China’s first Mars probe is expected to be launched in October in a joint operation with Russia after a two-year delay, state media reported yesterday.
The probe, Yinghuo-1, was due to blast off in October 2009, with Russia’s Phobos Explorer from the Baikonur Cosmodrome in Kazakhstan, but the launch was postponed, Xinhua news agency said.
Quoting an unnamed expert at the China Academy of Space Technology, the report said the blast-off had been pushed back to October this year.

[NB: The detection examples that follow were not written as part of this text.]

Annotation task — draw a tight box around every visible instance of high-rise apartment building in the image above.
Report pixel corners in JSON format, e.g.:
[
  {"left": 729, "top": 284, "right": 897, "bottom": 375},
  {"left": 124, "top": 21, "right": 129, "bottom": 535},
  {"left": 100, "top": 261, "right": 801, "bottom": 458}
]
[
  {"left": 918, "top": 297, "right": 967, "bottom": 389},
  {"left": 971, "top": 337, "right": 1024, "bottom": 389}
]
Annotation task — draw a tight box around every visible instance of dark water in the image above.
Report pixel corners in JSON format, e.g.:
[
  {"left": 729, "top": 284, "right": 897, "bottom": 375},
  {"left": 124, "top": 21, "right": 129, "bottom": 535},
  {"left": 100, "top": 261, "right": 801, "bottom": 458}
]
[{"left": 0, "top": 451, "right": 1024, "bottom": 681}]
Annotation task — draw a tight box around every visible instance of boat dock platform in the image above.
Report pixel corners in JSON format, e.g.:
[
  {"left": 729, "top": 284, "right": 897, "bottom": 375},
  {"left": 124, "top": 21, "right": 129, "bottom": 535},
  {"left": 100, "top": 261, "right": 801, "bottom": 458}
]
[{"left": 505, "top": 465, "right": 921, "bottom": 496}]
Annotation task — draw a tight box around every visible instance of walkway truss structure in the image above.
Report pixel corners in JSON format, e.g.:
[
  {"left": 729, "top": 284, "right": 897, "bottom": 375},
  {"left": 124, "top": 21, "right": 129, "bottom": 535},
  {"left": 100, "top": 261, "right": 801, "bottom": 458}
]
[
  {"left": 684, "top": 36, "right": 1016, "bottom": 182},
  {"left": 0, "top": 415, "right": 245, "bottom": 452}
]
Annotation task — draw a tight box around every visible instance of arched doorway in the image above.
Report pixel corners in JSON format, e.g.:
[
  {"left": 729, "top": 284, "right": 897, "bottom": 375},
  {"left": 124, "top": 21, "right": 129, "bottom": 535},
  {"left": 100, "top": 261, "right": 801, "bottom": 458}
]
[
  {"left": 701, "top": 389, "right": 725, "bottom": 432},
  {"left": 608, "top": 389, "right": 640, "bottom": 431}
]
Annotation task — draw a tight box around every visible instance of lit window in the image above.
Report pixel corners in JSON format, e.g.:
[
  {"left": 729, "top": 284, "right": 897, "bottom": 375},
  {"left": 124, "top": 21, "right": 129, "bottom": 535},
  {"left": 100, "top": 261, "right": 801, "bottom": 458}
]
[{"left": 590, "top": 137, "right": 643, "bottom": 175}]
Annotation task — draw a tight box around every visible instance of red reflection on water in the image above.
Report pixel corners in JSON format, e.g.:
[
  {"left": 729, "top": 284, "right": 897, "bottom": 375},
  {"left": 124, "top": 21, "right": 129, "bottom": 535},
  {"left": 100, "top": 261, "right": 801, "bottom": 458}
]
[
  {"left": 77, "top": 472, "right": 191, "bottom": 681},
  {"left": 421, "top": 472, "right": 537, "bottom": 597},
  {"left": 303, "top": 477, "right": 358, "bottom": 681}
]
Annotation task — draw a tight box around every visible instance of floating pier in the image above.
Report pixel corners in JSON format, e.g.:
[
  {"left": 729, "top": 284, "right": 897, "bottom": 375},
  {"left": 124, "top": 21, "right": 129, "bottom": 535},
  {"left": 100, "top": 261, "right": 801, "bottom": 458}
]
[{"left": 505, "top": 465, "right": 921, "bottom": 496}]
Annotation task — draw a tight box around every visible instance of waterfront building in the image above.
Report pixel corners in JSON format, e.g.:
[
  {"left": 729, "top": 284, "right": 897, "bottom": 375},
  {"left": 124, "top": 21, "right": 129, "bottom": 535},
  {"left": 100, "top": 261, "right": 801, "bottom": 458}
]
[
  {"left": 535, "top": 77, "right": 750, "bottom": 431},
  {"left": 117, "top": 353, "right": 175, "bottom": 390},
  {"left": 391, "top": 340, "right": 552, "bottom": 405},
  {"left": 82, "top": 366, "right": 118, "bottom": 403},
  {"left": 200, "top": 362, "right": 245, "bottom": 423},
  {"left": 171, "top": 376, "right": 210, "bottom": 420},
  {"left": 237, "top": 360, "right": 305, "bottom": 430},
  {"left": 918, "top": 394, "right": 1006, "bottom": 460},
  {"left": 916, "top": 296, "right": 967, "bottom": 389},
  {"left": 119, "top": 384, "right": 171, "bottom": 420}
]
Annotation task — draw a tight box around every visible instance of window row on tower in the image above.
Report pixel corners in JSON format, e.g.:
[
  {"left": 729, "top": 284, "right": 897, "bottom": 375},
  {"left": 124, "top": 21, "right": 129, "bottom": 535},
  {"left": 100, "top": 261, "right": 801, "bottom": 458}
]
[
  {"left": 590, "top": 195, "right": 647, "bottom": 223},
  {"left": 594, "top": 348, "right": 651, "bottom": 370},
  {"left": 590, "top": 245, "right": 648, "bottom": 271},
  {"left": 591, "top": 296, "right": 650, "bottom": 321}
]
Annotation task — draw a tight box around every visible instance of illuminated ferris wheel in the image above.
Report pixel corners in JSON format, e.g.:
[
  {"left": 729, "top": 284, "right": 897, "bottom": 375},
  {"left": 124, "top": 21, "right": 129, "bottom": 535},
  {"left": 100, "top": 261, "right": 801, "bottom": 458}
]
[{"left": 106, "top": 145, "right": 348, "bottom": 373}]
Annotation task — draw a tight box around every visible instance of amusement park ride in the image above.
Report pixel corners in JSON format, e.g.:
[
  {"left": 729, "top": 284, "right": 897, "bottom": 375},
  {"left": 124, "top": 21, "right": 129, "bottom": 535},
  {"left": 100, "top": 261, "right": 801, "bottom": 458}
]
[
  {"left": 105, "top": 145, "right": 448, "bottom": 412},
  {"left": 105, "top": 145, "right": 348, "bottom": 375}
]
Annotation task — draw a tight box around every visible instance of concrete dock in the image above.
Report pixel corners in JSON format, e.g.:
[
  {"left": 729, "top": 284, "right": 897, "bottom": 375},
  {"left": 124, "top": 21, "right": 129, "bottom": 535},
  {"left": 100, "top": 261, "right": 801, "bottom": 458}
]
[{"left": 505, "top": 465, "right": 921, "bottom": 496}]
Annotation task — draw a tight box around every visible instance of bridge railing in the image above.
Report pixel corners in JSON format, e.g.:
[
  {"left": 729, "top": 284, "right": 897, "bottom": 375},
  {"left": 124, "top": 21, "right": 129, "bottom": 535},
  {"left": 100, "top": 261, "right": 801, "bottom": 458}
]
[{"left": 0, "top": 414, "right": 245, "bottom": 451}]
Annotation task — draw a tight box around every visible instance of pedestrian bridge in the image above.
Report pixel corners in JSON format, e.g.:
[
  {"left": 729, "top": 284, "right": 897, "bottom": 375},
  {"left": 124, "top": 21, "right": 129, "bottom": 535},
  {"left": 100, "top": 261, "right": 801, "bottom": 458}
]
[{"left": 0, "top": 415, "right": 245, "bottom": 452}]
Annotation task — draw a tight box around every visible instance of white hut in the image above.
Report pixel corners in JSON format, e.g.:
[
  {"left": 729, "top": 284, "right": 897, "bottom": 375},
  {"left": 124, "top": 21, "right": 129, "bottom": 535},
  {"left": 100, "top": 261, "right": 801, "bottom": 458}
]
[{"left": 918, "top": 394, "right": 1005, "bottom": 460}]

It added that China planned to launch a Mars probe on its own in 2013.
PHOTO: EPA
According to previous reports, the orbiter is due to probe the Martian space environment with a special focus on what happened to the water that appears to have once been abundant on the planet’s surface.

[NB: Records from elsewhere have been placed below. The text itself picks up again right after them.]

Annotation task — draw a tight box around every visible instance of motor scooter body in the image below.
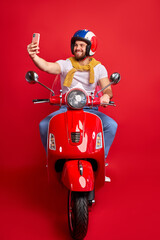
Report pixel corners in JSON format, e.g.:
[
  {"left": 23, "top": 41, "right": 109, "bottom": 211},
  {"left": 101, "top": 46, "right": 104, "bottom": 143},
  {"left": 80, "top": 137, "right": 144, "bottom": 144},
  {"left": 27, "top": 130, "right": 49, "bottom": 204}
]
[
  {"left": 48, "top": 108, "right": 105, "bottom": 191},
  {"left": 25, "top": 71, "right": 120, "bottom": 240}
]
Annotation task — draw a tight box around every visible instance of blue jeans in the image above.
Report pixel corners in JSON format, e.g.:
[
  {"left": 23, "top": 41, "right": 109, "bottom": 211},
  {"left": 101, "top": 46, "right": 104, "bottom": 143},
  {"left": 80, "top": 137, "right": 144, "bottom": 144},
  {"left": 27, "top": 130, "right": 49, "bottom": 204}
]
[{"left": 39, "top": 106, "right": 117, "bottom": 158}]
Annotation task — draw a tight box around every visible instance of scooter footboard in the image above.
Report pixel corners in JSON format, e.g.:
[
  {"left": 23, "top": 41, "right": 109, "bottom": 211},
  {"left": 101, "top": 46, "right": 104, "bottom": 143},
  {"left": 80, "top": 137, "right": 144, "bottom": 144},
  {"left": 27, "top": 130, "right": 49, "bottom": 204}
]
[{"left": 61, "top": 160, "right": 94, "bottom": 192}]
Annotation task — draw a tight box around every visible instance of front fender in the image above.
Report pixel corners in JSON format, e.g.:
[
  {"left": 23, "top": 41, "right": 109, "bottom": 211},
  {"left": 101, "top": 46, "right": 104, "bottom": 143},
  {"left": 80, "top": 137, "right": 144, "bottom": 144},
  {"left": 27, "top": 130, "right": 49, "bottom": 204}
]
[{"left": 61, "top": 160, "right": 94, "bottom": 192}]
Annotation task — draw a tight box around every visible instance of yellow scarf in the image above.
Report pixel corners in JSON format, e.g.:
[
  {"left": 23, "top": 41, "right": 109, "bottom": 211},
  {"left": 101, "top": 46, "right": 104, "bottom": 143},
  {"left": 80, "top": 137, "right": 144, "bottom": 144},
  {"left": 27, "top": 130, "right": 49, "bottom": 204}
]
[{"left": 63, "top": 57, "right": 100, "bottom": 87}]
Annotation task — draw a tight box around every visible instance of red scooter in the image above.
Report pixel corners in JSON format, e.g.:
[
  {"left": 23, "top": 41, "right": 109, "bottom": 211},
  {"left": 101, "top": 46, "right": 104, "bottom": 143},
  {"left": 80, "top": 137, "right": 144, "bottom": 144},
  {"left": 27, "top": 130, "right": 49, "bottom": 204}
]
[{"left": 26, "top": 71, "right": 120, "bottom": 240}]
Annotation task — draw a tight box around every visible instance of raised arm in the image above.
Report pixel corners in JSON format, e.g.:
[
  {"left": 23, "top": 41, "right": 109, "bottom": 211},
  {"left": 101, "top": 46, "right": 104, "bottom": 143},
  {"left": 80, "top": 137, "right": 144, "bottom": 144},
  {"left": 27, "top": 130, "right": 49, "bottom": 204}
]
[
  {"left": 99, "top": 77, "right": 113, "bottom": 105},
  {"left": 27, "top": 43, "right": 61, "bottom": 74}
]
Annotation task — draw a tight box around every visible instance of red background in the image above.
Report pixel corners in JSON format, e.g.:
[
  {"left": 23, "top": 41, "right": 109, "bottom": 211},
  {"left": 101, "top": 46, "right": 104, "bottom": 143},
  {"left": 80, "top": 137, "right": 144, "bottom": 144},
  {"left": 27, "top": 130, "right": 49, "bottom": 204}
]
[{"left": 0, "top": 0, "right": 160, "bottom": 240}]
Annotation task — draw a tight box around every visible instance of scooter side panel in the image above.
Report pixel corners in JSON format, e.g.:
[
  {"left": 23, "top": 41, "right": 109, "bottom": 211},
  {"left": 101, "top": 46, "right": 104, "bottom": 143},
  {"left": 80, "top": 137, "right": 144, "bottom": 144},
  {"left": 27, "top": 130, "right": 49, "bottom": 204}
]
[
  {"left": 48, "top": 110, "right": 105, "bottom": 188},
  {"left": 62, "top": 160, "right": 94, "bottom": 192}
]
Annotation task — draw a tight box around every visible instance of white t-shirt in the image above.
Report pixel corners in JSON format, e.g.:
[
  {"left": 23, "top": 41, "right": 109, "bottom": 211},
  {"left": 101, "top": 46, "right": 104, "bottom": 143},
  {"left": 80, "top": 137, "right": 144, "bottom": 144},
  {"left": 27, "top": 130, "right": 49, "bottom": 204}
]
[{"left": 57, "top": 59, "right": 108, "bottom": 94}]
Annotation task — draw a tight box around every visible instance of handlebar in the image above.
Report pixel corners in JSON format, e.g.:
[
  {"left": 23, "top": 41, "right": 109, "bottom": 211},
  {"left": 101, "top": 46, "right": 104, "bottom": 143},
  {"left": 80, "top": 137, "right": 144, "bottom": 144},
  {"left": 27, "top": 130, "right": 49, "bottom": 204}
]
[{"left": 32, "top": 94, "right": 116, "bottom": 107}]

China has already begun probing the moon and this will be the next step in its ambitious space exploration program, which it aims to be on a par with those of the US and Russia.

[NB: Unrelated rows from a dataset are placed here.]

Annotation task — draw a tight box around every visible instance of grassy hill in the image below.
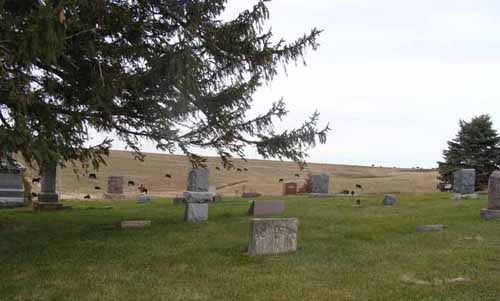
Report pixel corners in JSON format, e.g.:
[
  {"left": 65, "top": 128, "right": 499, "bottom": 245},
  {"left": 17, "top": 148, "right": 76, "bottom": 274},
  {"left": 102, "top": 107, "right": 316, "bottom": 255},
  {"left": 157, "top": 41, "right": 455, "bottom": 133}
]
[
  {"left": 22, "top": 151, "right": 437, "bottom": 199},
  {"left": 0, "top": 193, "right": 500, "bottom": 300}
]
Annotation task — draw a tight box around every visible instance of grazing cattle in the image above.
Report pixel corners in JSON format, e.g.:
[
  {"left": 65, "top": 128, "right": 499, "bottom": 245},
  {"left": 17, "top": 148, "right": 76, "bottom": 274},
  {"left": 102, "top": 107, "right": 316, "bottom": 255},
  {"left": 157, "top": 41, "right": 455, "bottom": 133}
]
[{"left": 138, "top": 184, "right": 148, "bottom": 194}]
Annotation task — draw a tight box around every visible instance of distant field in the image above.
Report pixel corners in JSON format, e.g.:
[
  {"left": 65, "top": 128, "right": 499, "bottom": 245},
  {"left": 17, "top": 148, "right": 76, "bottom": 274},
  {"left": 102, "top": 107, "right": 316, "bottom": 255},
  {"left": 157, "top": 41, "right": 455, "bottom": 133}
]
[
  {"left": 22, "top": 151, "right": 437, "bottom": 199},
  {"left": 0, "top": 193, "right": 500, "bottom": 301}
]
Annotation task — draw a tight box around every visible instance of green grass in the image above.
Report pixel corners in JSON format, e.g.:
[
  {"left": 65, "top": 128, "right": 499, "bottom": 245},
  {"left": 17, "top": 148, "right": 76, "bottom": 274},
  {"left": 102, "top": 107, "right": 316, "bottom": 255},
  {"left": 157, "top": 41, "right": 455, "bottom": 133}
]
[{"left": 0, "top": 194, "right": 500, "bottom": 300}]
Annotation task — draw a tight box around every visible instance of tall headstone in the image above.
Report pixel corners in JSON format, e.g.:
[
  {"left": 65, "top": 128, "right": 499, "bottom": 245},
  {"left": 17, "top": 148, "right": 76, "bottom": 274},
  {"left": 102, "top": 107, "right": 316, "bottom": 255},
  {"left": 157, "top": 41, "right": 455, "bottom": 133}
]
[
  {"left": 182, "top": 168, "right": 215, "bottom": 223},
  {"left": 0, "top": 159, "right": 25, "bottom": 208},
  {"left": 453, "top": 169, "right": 476, "bottom": 194},
  {"left": 248, "top": 218, "right": 298, "bottom": 256},
  {"left": 33, "top": 162, "right": 69, "bottom": 211},
  {"left": 480, "top": 171, "right": 500, "bottom": 220},
  {"left": 311, "top": 173, "right": 330, "bottom": 197}
]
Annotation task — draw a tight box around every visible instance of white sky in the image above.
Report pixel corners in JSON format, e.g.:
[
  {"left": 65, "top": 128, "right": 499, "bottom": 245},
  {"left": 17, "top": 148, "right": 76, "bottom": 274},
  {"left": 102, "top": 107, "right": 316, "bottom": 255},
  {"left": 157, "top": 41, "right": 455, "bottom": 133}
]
[{"left": 106, "top": 0, "right": 500, "bottom": 167}]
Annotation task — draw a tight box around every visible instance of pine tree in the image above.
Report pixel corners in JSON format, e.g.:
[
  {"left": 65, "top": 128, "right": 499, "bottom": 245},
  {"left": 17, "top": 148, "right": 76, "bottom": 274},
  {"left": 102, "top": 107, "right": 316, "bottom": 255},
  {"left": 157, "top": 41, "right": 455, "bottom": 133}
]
[
  {"left": 0, "top": 0, "right": 329, "bottom": 167},
  {"left": 438, "top": 115, "right": 500, "bottom": 187}
]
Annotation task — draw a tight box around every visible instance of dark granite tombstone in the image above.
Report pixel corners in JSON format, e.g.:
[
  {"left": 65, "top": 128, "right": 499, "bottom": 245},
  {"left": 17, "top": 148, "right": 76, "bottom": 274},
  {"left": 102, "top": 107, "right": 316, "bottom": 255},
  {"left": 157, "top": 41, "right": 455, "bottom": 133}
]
[
  {"left": 248, "top": 201, "right": 285, "bottom": 216},
  {"left": 480, "top": 171, "right": 500, "bottom": 220},
  {"left": 283, "top": 182, "right": 297, "bottom": 195},
  {"left": 248, "top": 218, "right": 299, "bottom": 256}
]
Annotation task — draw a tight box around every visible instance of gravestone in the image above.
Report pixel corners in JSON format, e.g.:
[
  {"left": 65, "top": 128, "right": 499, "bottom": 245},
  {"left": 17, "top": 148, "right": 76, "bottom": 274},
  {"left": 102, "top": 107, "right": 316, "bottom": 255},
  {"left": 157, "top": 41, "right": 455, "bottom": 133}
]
[
  {"left": 248, "top": 201, "right": 285, "bottom": 216},
  {"left": 248, "top": 218, "right": 298, "bottom": 256},
  {"left": 184, "top": 203, "right": 208, "bottom": 223},
  {"left": 453, "top": 169, "right": 476, "bottom": 195},
  {"left": 33, "top": 163, "right": 66, "bottom": 211},
  {"left": 104, "top": 176, "right": 125, "bottom": 200},
  {"left": 480, "top": 171, "right": 500, "bottom": 220},
  {"left": 283, "top": 182, "right": 297, "bottom": 195},
  {"left": 0, "top": 160, "right": 26, "bottom": 208},
  {"left": 311, "top": 173, "right": 330, "bottom": 197},
  {"left": 182, "top": 168, "right": 215, "bottom": 222},
  {"left": 384, "top": 194, "right": 396, "bottom": 206}
]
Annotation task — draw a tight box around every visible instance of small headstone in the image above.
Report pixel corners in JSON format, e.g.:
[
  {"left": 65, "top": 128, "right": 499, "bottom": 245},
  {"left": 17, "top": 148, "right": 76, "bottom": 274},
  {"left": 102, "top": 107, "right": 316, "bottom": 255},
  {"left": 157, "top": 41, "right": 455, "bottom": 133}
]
[
  {"left": 384, "top": 194, "right": 396, "bottom": 206},
  {"left": 248, "top": 200, "right": 285, "bottom": 216},
  {"left": 137, "top": 194, "right": 151, "bottom": 203},
  {"left": 172, "top": 196, "right": 186, "bottom": 205},
  {"left": 187, "top": 168, "right": 209, "bottom": 191},
  {"left": 417, "top": 225, "right": 444, "bottom": 232},
  {"left": 453, "top": 169, "right": 476, "bottom": 194},
  {"left": 117, "top": 220, "right": 151, "bottom": 229},
  {"left": 248, "top": 218, "right": 298, "bottom": 256},
  {"left": 311, "top": 173, "right": 330, "bottom": 194},
  {"left": 283, "top": 182, "right": 297, "bottom": 195},
  {"left": 480, "top": 171, "right": 500, "bottom": 220},
  {"left": 184, "top": 203, "right": 208, "bottom": 223}
]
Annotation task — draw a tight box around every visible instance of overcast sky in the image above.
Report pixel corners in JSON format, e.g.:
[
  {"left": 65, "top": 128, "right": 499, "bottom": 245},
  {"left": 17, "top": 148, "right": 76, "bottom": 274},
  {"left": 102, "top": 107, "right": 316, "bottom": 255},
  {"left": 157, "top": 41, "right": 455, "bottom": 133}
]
[{"left": 111, "top": 0, "right": 500, "bottom": 167}]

It currently has a probe — the Chang’e 2 — orbiting the moon and carrying out various tests in preparation for on expected 2013 launch of the Chang’e 3, which it hopes will be its first unmanned lunar landing.
It also became the world’s third nation to put a man in space independently — after the US and Russia — when Yang Liwei (楊利偉) piloted the one-man Shenzhou 5 space mission in 2003.